Second, if the new administration does change priorities on corporate enforcement, it will take some time for those changes to proliferate. New policies would be developed, and it is less likely that changes to corporate enforcement will be at the top of the enforcement priority list, even if the new administration takes a more supportive approach to particular industry sectors. As a result, the recent changes to the DOJ’s “Evaluation of Corporate Compliance Programs” (ECCP) are not likely to be reversed in the short term.
This means that corporate compliance functions will still need to grapple with the DOJ’s recently enacted updates to the ECCP on AI during the transition period. For example, in March, the DOJ announced that prosecutors will assess how companies mitigate the risk of misusing AI and other disruptive technologies. Corporate compliance functions are now expected to analyze how their business functions are using AI and assess whether the company has taken sufficient steps to mitigate the risks associated with that technology. Regular compliance risk assessments need to identify whether the company’s use of AI is consistent with the company’s code of conduct and put monitoring processes in place to test whether the AI technology is functioning as intended. It is unlikely that these expectations will change in the near term.
Similarly, the updated ECCP puts a point of emphasis on whether companies are encouraging employees to speak up and report misconduct or whether the company’s practices are having the opposite effect. In a September speech, the current principal deputy assistant attorney general, Nicole M. Argentieri, cited the current administration’s view that corporate compliance departments play an important role in implementing robust policies that protect employees who report misconduct and train employees on those expectations. In a November speech, the SEC’s acting director of the enforcement division similarly touted that agency’s focus on whistleblower protection. While the current administration may be placing emphasis on speak-up channels and promoting whistleblower protection to a greater degree than the former Trump DOJ, these concepts existed in the prior administration and should continue to be a part of the next Trump DOJ policy on corporate compliance.
… a big maybe
Even with all that history pointing to more or less status quo for compliance, Trump is nothing if not unpredictable. On Nov. 14, it was reported that the president-elect intends to nominate former Rep. Matt Gaetz to be the next attorney general. This indeed calls into question whether the incoming DOJ will look anything like the prior Trump DOJ. Gaetz, in speeches, and the Trump campaign have both made clear that he will prioritize an attack on the so-called “deep state.” This would mean more time and resources in the DOJ would be focused on bureaucratic resistance within government and less time and resources on traditional corporate enforcement and compliance. Whether Gaetz is ultimately confirmed, his nomination suggests that uncertainty over DOJ policy in the second Trump DOJ is more likely to be the rule rather than the exception.

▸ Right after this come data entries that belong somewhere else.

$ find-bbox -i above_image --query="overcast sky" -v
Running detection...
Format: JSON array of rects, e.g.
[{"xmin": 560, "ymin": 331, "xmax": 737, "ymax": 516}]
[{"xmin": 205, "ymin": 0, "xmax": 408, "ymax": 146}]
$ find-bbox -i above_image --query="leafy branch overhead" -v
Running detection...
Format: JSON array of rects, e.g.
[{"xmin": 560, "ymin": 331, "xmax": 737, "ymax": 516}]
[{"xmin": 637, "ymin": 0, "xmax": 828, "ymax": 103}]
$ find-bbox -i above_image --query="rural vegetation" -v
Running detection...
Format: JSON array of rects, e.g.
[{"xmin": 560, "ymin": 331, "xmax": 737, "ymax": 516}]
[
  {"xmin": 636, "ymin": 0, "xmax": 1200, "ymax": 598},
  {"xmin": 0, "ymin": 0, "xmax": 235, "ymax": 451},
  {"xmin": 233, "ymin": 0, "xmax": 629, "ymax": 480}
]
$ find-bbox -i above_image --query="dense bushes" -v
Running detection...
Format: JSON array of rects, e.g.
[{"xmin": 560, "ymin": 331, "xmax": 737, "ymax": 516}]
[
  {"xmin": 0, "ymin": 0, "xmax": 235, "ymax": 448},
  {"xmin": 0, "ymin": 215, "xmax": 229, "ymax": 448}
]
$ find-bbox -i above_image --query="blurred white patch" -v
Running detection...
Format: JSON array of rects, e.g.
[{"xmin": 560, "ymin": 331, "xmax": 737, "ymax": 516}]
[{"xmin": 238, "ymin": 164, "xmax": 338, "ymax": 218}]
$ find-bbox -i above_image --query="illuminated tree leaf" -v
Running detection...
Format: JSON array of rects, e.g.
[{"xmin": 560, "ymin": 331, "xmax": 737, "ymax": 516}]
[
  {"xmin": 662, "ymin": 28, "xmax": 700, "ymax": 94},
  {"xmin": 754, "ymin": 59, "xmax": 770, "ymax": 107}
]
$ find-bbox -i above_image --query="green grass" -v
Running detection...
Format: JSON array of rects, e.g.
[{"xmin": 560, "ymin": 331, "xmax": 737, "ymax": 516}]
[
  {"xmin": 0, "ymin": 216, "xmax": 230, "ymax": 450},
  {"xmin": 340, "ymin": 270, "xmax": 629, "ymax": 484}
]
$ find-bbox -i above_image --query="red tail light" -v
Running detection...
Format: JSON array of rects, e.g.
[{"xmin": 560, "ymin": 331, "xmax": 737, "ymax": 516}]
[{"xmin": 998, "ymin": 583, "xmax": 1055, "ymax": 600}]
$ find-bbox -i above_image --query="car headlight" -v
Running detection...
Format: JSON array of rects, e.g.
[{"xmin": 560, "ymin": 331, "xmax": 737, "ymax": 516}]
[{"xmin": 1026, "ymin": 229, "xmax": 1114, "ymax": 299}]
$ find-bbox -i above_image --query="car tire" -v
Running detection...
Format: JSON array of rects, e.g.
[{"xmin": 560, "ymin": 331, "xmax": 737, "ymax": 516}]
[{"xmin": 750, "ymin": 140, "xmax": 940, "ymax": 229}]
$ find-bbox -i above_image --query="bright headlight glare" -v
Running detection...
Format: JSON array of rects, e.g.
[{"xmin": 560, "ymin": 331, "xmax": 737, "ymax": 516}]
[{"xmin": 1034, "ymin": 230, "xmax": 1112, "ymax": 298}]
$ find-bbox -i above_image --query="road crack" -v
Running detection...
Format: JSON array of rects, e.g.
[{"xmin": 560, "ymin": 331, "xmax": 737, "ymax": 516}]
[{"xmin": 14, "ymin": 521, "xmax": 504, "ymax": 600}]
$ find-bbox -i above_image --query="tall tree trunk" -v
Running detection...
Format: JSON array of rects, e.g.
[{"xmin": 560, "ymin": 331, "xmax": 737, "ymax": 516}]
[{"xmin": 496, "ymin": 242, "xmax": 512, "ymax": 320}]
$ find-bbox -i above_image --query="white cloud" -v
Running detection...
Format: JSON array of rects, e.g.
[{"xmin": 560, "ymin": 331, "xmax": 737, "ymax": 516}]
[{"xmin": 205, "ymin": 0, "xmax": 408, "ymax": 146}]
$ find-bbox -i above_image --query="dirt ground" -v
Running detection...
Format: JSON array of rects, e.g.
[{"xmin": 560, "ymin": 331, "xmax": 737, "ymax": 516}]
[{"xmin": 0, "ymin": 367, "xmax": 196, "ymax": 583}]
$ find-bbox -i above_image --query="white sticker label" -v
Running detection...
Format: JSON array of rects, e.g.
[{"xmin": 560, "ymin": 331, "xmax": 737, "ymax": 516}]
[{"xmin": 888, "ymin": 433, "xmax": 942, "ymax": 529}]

Whether that translates into a new approach to evaluating corporate compliance will take time to become clear. Gaetz has, for example, been relatively pro-legalization of cannabis during his time in Congress. This could result in weakened compliance demands on banks and other financial institutions that serve cannabis businesses that are permitted under state laws. Ultimately, it is likely that the current standards for what constitutes an effective compliance program will continue in the near-term. Even during a transition of marked uncertainty, companies should continue to dedicate resources and technology into their compliance functions and benchmark against the DOJ’s current policy guidance.